***
Думаю, конец света придёт именно тогда, когда между людьми сотрутся все различия. А разве не большие различия между людьми? Чем и хороши они, что если уж гадки, то хотя бы по-разному. И не только между мужчинами и женщинами, но и между людьми одного пола. Я противник унификации, этого уродства.
***
У мальчика зияла в сердце дыра размером с туннель. Он истреблял свои гениталии, прокалывал глаза, уши, нос, попу, расковырял голову, но в сердце всё сосало и сосало − отверстие тёмное.
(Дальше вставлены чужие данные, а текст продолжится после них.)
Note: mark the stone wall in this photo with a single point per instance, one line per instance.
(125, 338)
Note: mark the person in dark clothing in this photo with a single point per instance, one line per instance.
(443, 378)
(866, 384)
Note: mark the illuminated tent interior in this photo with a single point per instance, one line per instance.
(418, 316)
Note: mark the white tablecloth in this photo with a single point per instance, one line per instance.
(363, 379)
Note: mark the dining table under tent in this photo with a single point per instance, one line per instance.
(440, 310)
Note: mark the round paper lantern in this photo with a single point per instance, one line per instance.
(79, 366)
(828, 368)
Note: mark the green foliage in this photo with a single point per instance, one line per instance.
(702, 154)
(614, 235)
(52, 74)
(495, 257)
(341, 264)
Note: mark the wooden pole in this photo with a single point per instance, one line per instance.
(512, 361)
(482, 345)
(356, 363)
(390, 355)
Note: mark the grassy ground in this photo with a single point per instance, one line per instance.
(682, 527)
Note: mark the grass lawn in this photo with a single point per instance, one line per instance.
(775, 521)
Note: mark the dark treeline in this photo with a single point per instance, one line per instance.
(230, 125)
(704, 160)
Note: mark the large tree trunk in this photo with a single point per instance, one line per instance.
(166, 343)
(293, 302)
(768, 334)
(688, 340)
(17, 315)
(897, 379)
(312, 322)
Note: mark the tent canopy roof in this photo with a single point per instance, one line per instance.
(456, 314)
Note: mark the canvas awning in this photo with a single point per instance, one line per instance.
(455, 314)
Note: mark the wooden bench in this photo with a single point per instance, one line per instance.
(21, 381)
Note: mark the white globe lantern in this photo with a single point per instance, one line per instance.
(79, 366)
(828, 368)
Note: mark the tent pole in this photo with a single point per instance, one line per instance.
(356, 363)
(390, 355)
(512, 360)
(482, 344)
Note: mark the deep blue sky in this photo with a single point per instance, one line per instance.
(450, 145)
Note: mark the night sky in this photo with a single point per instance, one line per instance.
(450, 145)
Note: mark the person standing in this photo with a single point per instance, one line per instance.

И не было лекарства от боли. Когда-то он выгнал из сердца любовь.
И что некогда такое прекрасное «Мы отменим границы…» обернётся для людей таким ужасом, кто же знал. Что сольются в едино понятия добра и зла, и человек снова − или только сейчас, впервы, − станет животным. Что так вот и наступит апокалипсис. Ибо не зачем станет больше и некуда.
***
Стриптизёр трясёт мошонкой, стриптиз любящие зрители − мошной.
***
Мы сидели с мышонком мокрые. Я на кровати, она – на мне, сжавшись в комочек и головку на грудь мне склонив. Потные волосы прилипли к моей шее. Целовал её в лобик.
***
Зюзин позвонил мне рано утром.
− Да?
– Здорово!
− Ну привет.
− Филипп! Это Зюзин, слушай я тут книгу классную достал − короткие рассказы Чехова: ночь, кошмар, деревня, такой мистики у него ещё не видел, не в бровь, а в глаз. Ты как? Подтянешься? Чайку Ленка заварила. Из Сибири, понял. Приходи.
– Ладно (не в силах даже отказаться).
***
У Ермакова вологодского есть чему поучиться нашим постмодернистам, сплошь страдающим копрофелией. «Посыпались на мостовую яблоки…» − это он про естественную потребность коней. Как хорошо. Настоящий русский рассказ, лечащий городскую душу; старобытный, простой. Создаёт нравственный климат и улучшает психическое здоровье, вот.
***
Ты говоришь, что любишь; хочешь придти, быть со мной. Приходи, пароль: жиды погубили Россию.
***
Ножка маленькая, зато полноги в рот залезает зараз.
***
В каком-то дворе убивали собаку, и слышался вой. На улице стояло хмурое утро. «Здравствуй, батюшка, дело есть», − сказал я, глядя в голубой небосвод под куполом храма, где из-за облаков выглядывали нарисованные ангелы; перекрестился. «Сейчас, только разоблачусь, − сказал друг моей юности, чуть задрав подрясник и показывая обутые уже старенькие гриндерсы с белыми шнурками. – И пойдём тогда».